Testing was fairly straightforward: write a simple test program to test each of the variations of the multiply and divide instructions(mul, mulh, mulhu, mulhsu, div, divu, rem, remu). Testing revealed improper handling of edge cases for both division and multiplication, but those were fairly simple to fix. Another issue was making sure control could recognize stalls from execution since previously all operations were instant and execution never needed to stall the pipeline. After testing the basics of multiplication and division, the multiplication version of coremark served as the final test for the M extension. This mostly went off without a hitch, with the exception of missing and edge case when signing and unsigning results for multiplication.

C. Performance Analysis:

The divider performed as expected, 32 cycles, but no timing issues to speak of. It didn’t take up too much space either, only about 1100 units. The multiplier on the other hand took up 8500 units, but performed operations in only 3 cycles. Timing was a little hard to judge. It couldn’t hit basic timing in a single cycle(basic timing is 10000ps clock period), but split into three it did meet timing. However, it didn’t even appear in our critical path due to very poor optimization to the timing of control word generation, which we unfortunately didn’t have time to address. Power wise the multiplier was a little power hungry accounting for 4.5% of the overall power draw of our core(340uW / .762mW). However, the dead simple divider only sipped 1.1% or 87uW. All of this is well worth it when the runtime of coremark was more than halved.

4. Conclusion

In conclusion, the development of our 5-stage pipelined, in-order RISC-V CPU core for the rv32im variant ISA has been a comprehensive journey that not only deepened our understanding of CPU architecture but also provided hands-on experience in designing, implementing, verifying, and optimizing digital hardware. The project's incremental nature, divided into four checkpoints, allowed us to systematically build and enhance the CPU core's capabilities.

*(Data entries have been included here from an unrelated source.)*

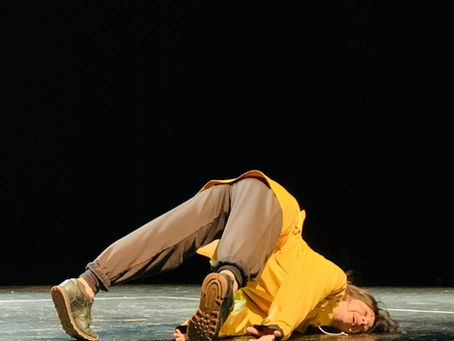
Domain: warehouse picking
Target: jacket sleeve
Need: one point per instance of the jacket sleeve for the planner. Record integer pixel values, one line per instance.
(301, 292)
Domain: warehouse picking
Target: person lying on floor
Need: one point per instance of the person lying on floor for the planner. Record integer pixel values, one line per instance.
(266, 280)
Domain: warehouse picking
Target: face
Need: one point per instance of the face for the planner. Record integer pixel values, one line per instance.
(353, 316)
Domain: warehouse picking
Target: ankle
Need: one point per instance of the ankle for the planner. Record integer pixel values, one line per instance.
(232, 276)
(88, 291)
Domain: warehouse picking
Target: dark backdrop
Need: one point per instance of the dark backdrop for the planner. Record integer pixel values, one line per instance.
(114, 112)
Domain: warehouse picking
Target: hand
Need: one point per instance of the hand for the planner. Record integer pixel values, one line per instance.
(264, 334)
(179, 336)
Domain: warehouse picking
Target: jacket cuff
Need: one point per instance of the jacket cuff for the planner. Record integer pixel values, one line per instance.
(272, 327)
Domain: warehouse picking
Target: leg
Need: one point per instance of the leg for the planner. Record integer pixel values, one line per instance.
(158, 246)
(252, 228)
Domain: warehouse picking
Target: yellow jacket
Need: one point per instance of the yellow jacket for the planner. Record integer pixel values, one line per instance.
(297, 287)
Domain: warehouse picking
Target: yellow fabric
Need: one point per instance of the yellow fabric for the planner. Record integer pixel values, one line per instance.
(297, 287)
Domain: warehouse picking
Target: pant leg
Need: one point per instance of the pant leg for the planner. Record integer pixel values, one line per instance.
(252, 229)
(163, 243)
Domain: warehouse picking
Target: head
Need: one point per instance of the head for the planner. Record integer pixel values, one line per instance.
(359, 313)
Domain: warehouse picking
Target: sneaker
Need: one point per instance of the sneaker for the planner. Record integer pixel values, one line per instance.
(216, 303)
(74, 309)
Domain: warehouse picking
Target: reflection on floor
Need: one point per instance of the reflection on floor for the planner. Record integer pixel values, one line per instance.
(150, 312)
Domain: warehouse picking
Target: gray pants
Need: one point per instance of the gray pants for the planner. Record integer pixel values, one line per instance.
(245, 215)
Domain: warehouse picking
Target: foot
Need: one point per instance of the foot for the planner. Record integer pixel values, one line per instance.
(216, 303)
(74, 309)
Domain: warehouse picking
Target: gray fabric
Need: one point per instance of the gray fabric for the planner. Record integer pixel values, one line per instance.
(245, 215)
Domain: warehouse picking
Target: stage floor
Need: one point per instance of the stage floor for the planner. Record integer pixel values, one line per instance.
(150, 312)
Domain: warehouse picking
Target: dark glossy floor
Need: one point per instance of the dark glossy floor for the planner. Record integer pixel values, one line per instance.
(150, 312)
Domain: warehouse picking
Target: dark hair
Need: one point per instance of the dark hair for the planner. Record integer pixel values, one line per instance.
(384, 323)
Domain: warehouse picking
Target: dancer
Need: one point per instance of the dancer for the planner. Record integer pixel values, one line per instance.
(265, 281)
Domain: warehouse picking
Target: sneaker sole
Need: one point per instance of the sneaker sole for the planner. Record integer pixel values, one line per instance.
(63, 307)
(205, 324)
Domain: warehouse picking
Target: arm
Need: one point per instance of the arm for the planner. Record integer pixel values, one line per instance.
(309, 280)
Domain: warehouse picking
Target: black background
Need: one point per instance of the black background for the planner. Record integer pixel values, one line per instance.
(115, 112)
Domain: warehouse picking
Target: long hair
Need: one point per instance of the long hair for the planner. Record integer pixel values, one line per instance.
(384, 323)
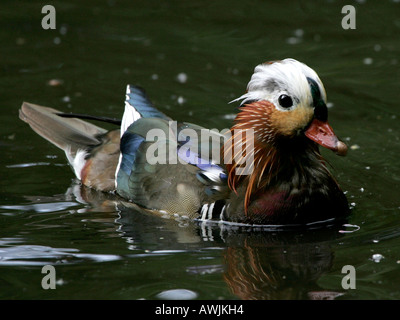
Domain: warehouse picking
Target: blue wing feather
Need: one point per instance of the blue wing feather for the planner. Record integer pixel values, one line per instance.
(137, 98)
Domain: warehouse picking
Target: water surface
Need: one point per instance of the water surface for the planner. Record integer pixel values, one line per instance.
(193, 58)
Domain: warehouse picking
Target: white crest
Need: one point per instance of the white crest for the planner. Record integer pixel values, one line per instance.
(288, 76)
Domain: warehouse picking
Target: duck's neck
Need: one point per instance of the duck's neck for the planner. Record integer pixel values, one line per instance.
(281, 164)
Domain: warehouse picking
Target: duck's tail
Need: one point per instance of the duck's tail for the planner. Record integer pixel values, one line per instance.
(68, 134)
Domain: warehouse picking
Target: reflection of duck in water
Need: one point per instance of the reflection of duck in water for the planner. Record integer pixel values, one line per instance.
(274, 264)
(281, 122)
(278, 266)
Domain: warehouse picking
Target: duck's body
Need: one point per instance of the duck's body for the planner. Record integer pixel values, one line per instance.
(283, 117)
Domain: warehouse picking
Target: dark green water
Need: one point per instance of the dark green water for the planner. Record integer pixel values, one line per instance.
(100, 251)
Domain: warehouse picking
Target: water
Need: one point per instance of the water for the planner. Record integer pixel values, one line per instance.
(192, 59)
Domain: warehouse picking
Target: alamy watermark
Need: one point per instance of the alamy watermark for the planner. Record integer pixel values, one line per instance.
(349, 20)
(49, 280)
(49, 20)
(349, 280)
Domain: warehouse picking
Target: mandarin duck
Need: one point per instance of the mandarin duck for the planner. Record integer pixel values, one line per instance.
(266, 169)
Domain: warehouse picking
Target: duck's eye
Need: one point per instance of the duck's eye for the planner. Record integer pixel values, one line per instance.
(285, 101)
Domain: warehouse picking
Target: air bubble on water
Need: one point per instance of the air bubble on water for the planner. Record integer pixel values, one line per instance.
(377, 257)
(177, 294)
(368, 61)
(182, 77)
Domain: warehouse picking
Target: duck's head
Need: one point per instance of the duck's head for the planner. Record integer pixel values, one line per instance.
(286, 99)
(285, 106)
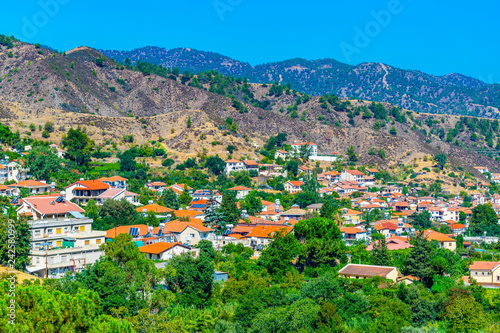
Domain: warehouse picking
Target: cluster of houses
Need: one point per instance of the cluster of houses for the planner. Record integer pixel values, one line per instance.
(63, 239)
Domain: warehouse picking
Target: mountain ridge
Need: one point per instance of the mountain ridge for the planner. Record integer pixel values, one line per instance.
(453, 93)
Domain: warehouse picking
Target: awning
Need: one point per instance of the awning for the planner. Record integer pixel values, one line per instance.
(35, 269)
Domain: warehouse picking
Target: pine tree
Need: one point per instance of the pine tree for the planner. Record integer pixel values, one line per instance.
(380, 253)
(418, 261)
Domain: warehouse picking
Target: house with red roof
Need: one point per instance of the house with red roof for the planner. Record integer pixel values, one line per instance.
(42, 207)
(293, 186)
(486, 273)
(188, 233)
(261, 235)
(241, 191)
(283, 154)
(116, 182)
(351, 235)
(84, 190)
(233, 165)
(156, 186)
(165, 251)
(34, 186)
(352, 175)
(309, 148)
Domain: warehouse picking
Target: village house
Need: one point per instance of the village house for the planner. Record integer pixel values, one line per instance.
(34, 187)
(351, 235)
(116, 182)
(306, 148)
(351, 216)
(293, 186)
(261, 235)
(156, 186)
(84, 190)
(48, 207)
(486, 273)
(241, 191)
(355, 271)
(165, 251)
(283, 154)
(234, 166)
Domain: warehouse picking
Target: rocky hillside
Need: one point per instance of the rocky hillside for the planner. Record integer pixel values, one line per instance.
(84, 88)
(415, 90)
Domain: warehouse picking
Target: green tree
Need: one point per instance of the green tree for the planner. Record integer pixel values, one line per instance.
(127, 162)
(15, 241)
(43, 162)
(115, 213)
(418, 261)
(78, 147)
(484, 219)
(422, 220)
(278, 255)
(321, 242)
(351, 154)
(169, 199)
(380, 253)
(465, 314)
(440, 160)
(185, 198)
(215, 164)
(229, 209)
(252, 203)
(191, 278)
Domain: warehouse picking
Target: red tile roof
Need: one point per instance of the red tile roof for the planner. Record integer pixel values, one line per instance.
(159, 247)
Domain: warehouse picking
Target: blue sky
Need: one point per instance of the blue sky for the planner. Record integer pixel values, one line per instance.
(437, 37)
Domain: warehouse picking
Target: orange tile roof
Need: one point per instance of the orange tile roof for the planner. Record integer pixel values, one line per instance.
(237, 236)
(113, 179)
(177, 226)
(267, 231)
(352, 212)
(154, 208)
(30, 183)
(240, 188)
(159, 247)
(296, 182)
(187, 213)
(349, 230)
(434, 235)
(91, 185)
(125, 229)
(484, 265)
(49, 206)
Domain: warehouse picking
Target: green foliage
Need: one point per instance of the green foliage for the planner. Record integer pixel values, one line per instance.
(440, 160)
(15, 244)
(116, 213)
(351, 154)
(78, 147)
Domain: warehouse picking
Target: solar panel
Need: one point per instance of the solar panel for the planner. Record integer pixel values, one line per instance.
(198, 205)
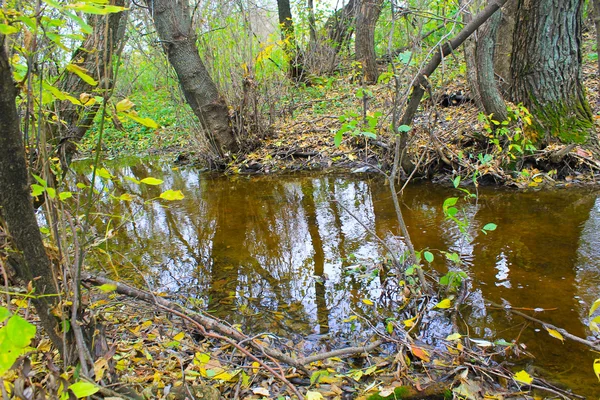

The initial checkpoint focused on establishing a basic pipelined CPU structure, paving the way for subsequent advancements. As we progressed through the checkpoints, additional features were integrated, including hazard detection for control flow instructions, data forwarding to optimize data dependencies, and the incorporation of a memory subsystem with two 1-level caches. These enhancements significantly contributed to the overall performance of the CPU core.

The third checkpoint introduced advanced design options, showcasing our commitment to pushing the boundaries of our CPU core's capabilities. Branch prediction and prefetch buffering were implemented, utilizing a Branch History Table (BHT) and a Branch Target Buffer (BTB) to improve instruction fetching and execution. Furthermore, the addition of an advanced multiplier and a basic divider enriched the CPU core's arithmetic capabilities, with detailed attention given to design, testing, and performance analysis.

The performance analysis of our design options revealed both successes and challenges. The branch prediction and prefetching mechanism effectively reduced instruction fetch delays, enhancing overall efficiency. The multiplier, despite its resource-intensive nature, demonstrated remarkable speed in executing multiplication operations, while the divider provided reliable performance with minimal power consumption.

Throughout the project, collaboration among team members was evident, with each member responsible for specific subsystems, yet frequent collaboration occurred for the success of each checkpoint. Despite the challenges faced, such as handling edge cases and addressing timing issues, the final implementation showcased a well-integrated and optimized CPU core.

In summary, the ECE411 final project has been a rewarding experience that not only met the goals of designing a 5-stage pipelined RISC-V CPU core but also explored advanced features and optimizations. The skills acquired through this project will undoubtedly contribute to our future endeavors in the field of digital hardware design and computer architecture.